Modern Bow Hunting

Modern Bow Hunting
By Thomas Forbes from his book 'Guide To Better Archery'

Following World War I the late Saxton T. Pope demonstrated that a skilled hunter armed with a medieval broad-headed arrow and a yew bow was able to kill practically every type of game animal in North America including the Kodiak and Grizzly bears and the elusive mountain sheep.

The modern Dean of bowhunters is Howard Hill, who not satisfied with matching his skill with the bow against the game of the North American continent, extended his conquests of wild game to Africa where the mighty elephant has fallen to his bow.

His book, "Wild Adventure," published by The Stackpole Company is a thrilling account of his adventures in hunting and photographing wild game.

Too many novices have equipped themselves with heavy hunting bows which are a definite handicap to them in their efforts to learn to shoot. Deer have been killed with thirty-five pound bows, and the average distance from which deer were shot in Wisconsin during the past five years is twenty-eight yards.

It is not contended that an expert bowman cannot shoot accurately with a sixty pound bow, or that a heavy bow is not a suitable weapon for the hunting field. To the contrary, he will consistently shoot better with a heavy bow at short ranges, and particularly at the ranges which statistics show deer are shot. It is maintained, however, that the novice will find it extremely difficult, if not impossible, to develop proper shooting form, and spend the hours of practice necessary to perfect that form, unless he uses a bow which he can draw and hold without extreme effort. Good form is gained through practicing correct procedure at all times.

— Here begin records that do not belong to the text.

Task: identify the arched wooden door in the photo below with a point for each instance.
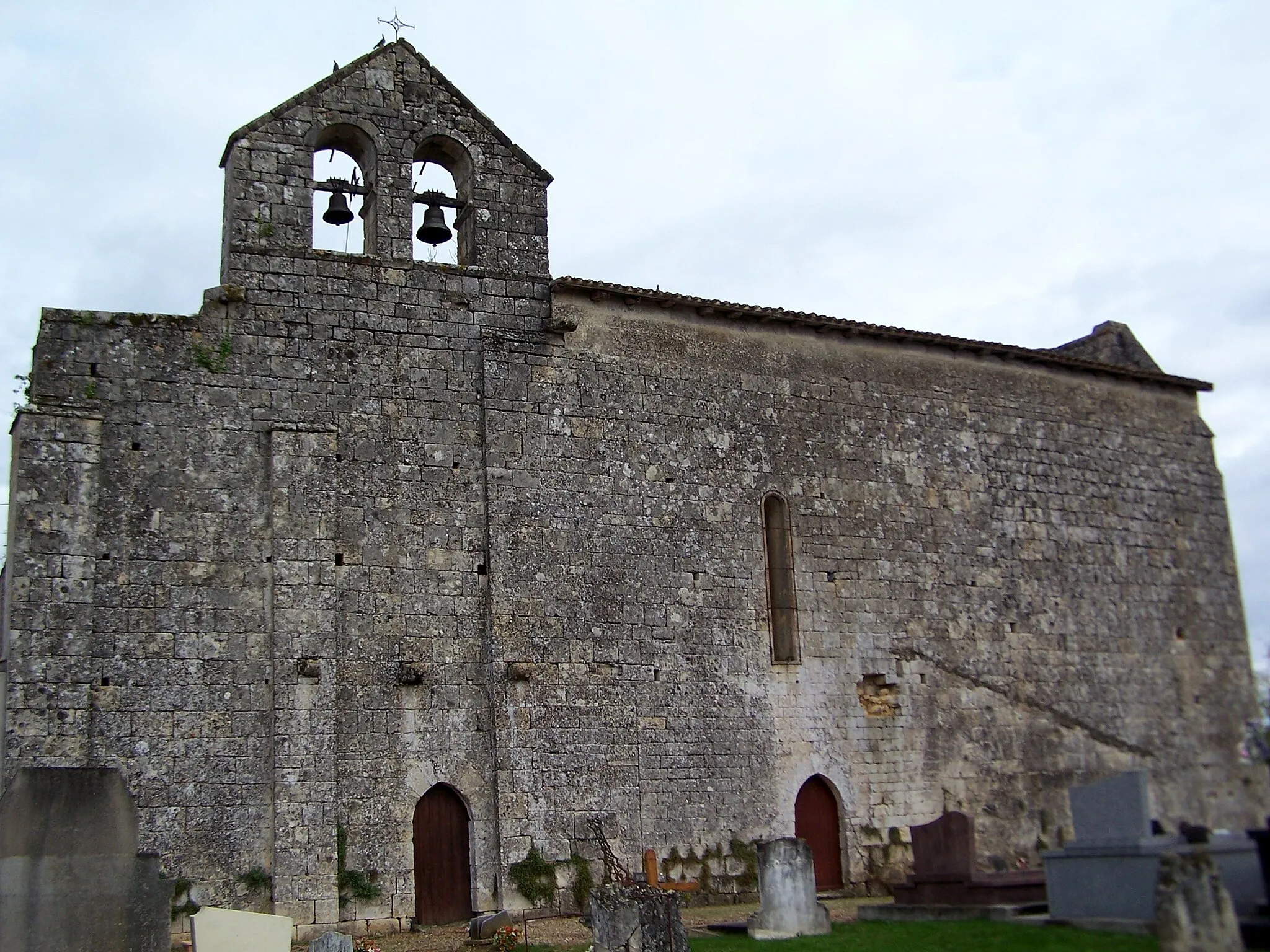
(442, 863)
(815, 819)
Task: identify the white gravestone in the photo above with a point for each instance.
(229, 931)
(786, 892)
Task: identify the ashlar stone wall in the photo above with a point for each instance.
(366, 524)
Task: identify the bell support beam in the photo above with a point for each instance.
(438, 200)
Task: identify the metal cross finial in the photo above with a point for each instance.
(397, 24)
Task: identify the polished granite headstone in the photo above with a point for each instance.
(1110, 870)
(945, 873)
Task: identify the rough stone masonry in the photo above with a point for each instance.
(367, 524)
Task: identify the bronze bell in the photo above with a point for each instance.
(433, 231)
(337, 213)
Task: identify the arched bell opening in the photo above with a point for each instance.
(435, 234)
(442, 857)
(815, 821)
(343, 197)
(442, 225)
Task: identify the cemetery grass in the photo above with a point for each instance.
(980, 936)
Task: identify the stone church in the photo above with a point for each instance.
(385, 571)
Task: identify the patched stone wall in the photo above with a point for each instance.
(363, 524)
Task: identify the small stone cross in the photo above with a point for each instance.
(397, 24)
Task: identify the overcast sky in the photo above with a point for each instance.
(1010, 170)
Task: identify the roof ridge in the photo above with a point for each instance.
(1047, 356)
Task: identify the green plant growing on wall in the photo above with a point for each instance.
(535, 878)
(255, 880)
(584, 881)
(214, 361)
(352, 884)
(180, 888)
(748, 855)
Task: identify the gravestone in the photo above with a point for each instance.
(1194, 912)
(332, 942)
(1109, 871)
(1112, 868)
(483, 927)
(70, 875)
(1116, 810)
(786, 892)
(945, 874)
(637, 918)
(230, 931)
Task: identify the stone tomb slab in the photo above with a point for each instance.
(332, 942)
(637, 918)
(230, 931)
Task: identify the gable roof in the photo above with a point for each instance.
(1050, 357)
(343, 73)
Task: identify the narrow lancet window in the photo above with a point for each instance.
(781, 607)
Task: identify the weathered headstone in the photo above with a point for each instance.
(1194, 912)
(70, 875)
(230, 931)
(786, 892)
(483, 927)
(637, 918)
(332, 942)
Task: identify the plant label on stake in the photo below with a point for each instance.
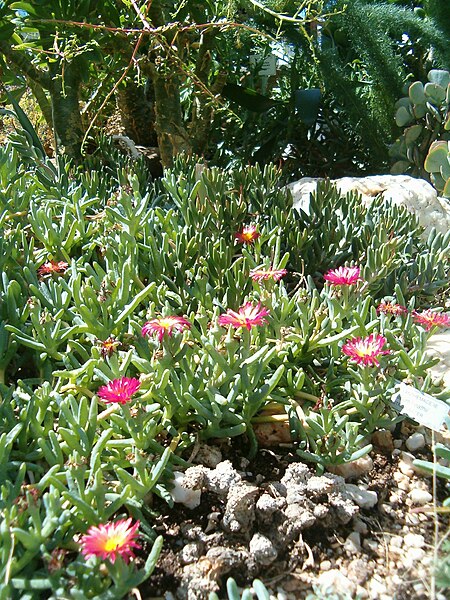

Good form is the result of thoughtful application of approved shooting methods. Unless you can learn to repeat each movement in exactly the same manner every time that you release an arrow, you cannot expect to register hits consistently on the target. The time, money, and effort expended to get within bow shot of a deer is wasted unless you can send an arrow to a vital spot. A bow used correctly is an ccurate and a deadly weapon, and its effectiveness is limited only by the skill of the individual bowhunter. Accuracy is the end product of good form plus plenty of practice. If you are a beginner, the logical step is to join your local archery club, and learn to shoot.